Há sete anos, essa simples ideia mudou a sua vida. E das poesias aos livros foi praticamente um caminho natural. Chocolate ficou sem dinheiro novamente e foi pedir uma ajudinha para um amigo. Sem dinheiro, o colega pediu desculpas e deu meia dúzia de livros pra ele tentar vender. Com os livros nas mãos, ele foi para frente do ferri-bote, onde conseguiu liquidar o estoque. Me empolguei e comecei a vender livros. Ia de casa em casa pedindo livros para vender e fui na Casaberta, onde me deram um punhado de livros também, conta.
O vendedor de fala fácil e muita simpatia levava os livros nas mãos. Só que o estoque foi aumentando e os braços já não aguentavam mais o esforço. Arrumou uma bicicleta e uma caixa de plástico para colocar no bagageiro. Então, passei a ser um vendedor de livros, mas costumo dizer que sou vendedor de sonhos. Mais conhecido que nota de um real, brinca, com um sorriso nos lábios.
O local preferido para abordar sua clientela é o centro da cidade, principalmente no Mercado Velho, que agora está interditado. Nessas andanças por Itajaí, Chocolate já vendeu livros para médicos, jornalistas, professores, donas de casas e até para os prefeitos Volnei Morastoni e Jandir Bellini. Quem não compra livros sempre lhe oferece uma ajudinha em dinheiro ou comida. Tudo graças à simpatia do vendedor.

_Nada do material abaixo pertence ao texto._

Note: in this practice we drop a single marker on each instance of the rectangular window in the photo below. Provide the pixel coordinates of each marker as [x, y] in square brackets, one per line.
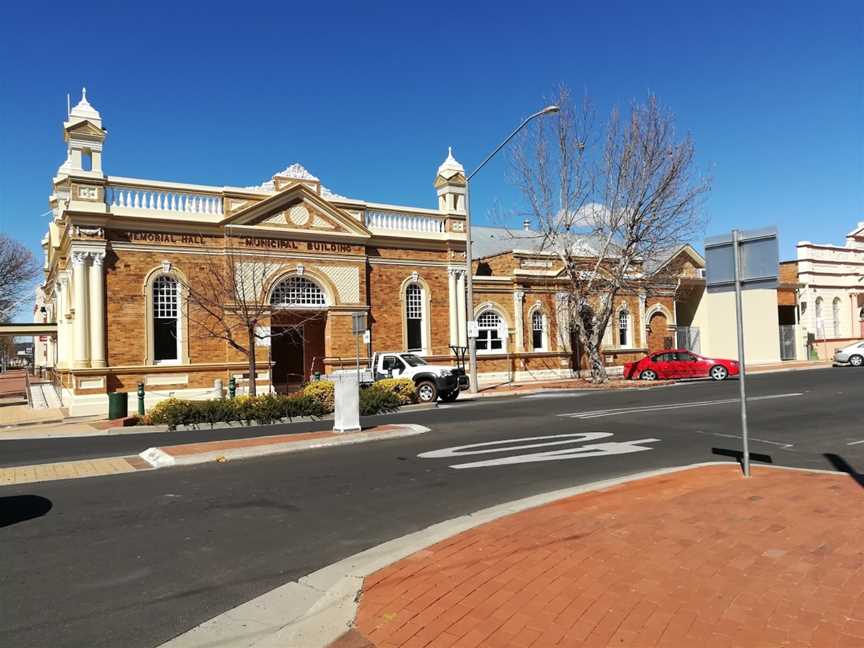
[415, 334]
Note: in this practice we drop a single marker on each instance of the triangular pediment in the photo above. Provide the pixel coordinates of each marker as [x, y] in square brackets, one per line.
[86, 129]
[298, 209]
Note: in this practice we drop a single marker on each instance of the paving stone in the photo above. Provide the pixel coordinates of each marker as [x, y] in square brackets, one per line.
[701, 558]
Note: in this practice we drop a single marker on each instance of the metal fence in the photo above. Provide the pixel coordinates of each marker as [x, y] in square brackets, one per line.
[687, 337]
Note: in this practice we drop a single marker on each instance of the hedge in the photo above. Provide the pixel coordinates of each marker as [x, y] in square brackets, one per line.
[247, 409]
[315, 400]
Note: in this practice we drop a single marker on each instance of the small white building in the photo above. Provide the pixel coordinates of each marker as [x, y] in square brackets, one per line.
[831, 296]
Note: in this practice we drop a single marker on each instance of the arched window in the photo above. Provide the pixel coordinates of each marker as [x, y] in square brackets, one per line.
[166, 315]
[623, 328]
[414, 317]
[538, 331]
[488, 335]
[835, 316]
[297, 292]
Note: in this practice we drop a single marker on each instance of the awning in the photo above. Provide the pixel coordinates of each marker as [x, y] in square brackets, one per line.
[28, 329]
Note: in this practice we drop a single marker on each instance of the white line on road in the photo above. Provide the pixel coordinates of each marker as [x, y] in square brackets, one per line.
[670, 406]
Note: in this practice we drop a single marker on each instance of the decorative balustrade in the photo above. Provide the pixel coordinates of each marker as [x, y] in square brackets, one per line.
[153, 199]
[402, 222]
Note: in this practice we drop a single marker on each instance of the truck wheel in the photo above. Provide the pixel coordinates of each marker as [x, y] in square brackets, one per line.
[427, 392]
[450, 396]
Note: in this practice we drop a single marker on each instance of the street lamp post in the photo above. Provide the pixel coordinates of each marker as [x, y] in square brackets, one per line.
[472, 341]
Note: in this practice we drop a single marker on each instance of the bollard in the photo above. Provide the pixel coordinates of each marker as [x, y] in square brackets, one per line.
[140, 399]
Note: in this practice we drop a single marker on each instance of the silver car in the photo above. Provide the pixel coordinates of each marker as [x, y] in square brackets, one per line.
[850, 355]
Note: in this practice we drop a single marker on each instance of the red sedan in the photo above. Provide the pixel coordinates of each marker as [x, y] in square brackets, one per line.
[679, 363]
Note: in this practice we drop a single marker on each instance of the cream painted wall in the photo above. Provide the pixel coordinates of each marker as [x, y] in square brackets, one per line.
[715, 317]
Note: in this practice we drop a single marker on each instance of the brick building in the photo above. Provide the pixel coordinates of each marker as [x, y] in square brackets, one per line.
[122, 255]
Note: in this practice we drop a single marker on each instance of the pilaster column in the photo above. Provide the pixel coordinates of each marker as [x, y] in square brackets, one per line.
[97, 311]
[49, 351]
[453, 304]
[60, 320]
[642, 322]
[519, 341]
[461, 309]
[562, 316]
[81, 321]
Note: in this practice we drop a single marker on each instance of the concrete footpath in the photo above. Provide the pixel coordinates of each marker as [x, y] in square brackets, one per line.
[197, 453]
[694, 556]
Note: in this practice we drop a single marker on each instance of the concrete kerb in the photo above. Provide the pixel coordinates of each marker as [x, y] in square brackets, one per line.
[8, 432]
[160, 457]
[318, 608]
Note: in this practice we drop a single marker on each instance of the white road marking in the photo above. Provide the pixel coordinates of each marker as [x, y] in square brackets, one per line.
[738, 436]
[510, 445]
[669, 406]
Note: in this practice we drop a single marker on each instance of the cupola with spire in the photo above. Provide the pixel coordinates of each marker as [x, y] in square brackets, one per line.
[450, 184]
[84, 135]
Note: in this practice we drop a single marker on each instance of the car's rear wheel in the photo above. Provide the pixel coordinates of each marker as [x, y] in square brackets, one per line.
[718, 372]
[450, 396]
[427, 392]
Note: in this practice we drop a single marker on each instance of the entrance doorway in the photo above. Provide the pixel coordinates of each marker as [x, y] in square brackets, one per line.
[297, 348]
[658, 333]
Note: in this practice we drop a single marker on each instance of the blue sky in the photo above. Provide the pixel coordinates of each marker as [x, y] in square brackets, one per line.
[368, 96]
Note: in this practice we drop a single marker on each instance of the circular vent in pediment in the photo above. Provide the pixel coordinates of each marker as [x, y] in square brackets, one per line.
[298, 215]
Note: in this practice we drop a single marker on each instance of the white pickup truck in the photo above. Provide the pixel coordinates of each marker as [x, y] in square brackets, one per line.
[432, 381]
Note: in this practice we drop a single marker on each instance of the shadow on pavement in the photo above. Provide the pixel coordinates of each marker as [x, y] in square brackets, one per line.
[841, 465]
[20, 508]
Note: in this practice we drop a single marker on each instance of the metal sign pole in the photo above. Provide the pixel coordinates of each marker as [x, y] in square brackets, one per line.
[741, 369]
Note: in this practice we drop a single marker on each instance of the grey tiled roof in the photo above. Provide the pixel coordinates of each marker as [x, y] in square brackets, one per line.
[495, 240]
[489, 241]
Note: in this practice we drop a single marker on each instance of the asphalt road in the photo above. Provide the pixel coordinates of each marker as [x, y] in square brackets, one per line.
[133, 560]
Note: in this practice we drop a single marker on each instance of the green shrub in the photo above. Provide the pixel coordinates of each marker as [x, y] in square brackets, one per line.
[220, 410]
[323, 392]
[265, 409]
[403, 388]
[375, 400]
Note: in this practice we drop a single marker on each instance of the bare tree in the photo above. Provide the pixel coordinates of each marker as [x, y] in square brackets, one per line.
[226, 299]
[18, 267]
[607, 203]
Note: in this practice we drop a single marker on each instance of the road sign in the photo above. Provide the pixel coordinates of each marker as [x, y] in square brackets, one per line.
[358, 323]
[262, 336]
[759, 259]
[738, 261]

O tipo de livro que o pessoal mais gosta? Os romances, esses aqui de estudos (apontando para a caixa de plástico), não têm saída. Esses quase ninguém compra, conta Chocolate. O vendedor só deixa o sorriso de lado quando lamenta a falta de leitura do povão. As pessoas não leem, fala com a certeza de um estudioso. A informação vem embasada no que houve nas ruas e na TV. Os idosos leem, mas os novos não. Eles só querem saber de jogos, internet, opina.
Negócio pode acabar
Com a pouca leitura, o negócio de Chocolate também está ameaçado. Hoje, ele conta que não dá pra manter uma quitinete no bairro Promorar somente com a venda de livros. Para sobreviver, ele conta com o apoio de um advogado e professor da Univali que mensalmente lhe dá uns trocados. O advogado também prometeu lhe ajudar a conseguir a aposentadoria. A notícia deixa Chocolate animado. Tô esperando uma notícia, ver quando vão sair os meus papéis, comenta.
O mesmo advogado que o ajuda com dinheiro e com a possibilidade da aposentadoria também está com sete músicas que foram compostas por ele. Sem saber ler ou escrever, Chocolate compôs na memória essas canções. As guarda com todo o cuidado e também já passou suas ideias pro dotô. Ele espera que, um dia, o amigo de longa data o ajude a publicar seus escritos. Ele diz que eu posso ganhar muito dinheiro com as minhas músicas, poesias, comemora. Por enquanto, essa ideia é apenas um sonho que ele ainda não conquistou.
O poeta, que guarda sua obra na memória, admite que não aprendeu a ler por sem-vergonhice. Um professor já disse para eu passar na casa dele, que ele me ensinaria, mas eu agradeci, e fui sincero: não aprendo a ler por sem-vergonhice, admite.
Aposentadoria dos livros
Enquanto vive na expectativa da aposentadoria, Chocolate segue pelas ruas vendendo livros. Questionado se vai largar o ofício quando conseguir o benefício do governo, ele fica pensativo. Depois de alguns instantes, responde com o sorriso nos lábios. Se amanhã ou depois o advogado me der essa surpresa, vou continuar vendendo meus livros. Tenho orgulho de vender livros, fala com o peito estufado.
Orgulho ele também tem de ser esforçado. De, segundo ele, trazer caráter e princípio de casa, de berço. Antes de ir embora, seguindo o seu caminho, Chocolate ainda se gaba. Se eu colocar os parabéns a dois reais, com os que já ganhei tava rico, fala, montando na bicicleta.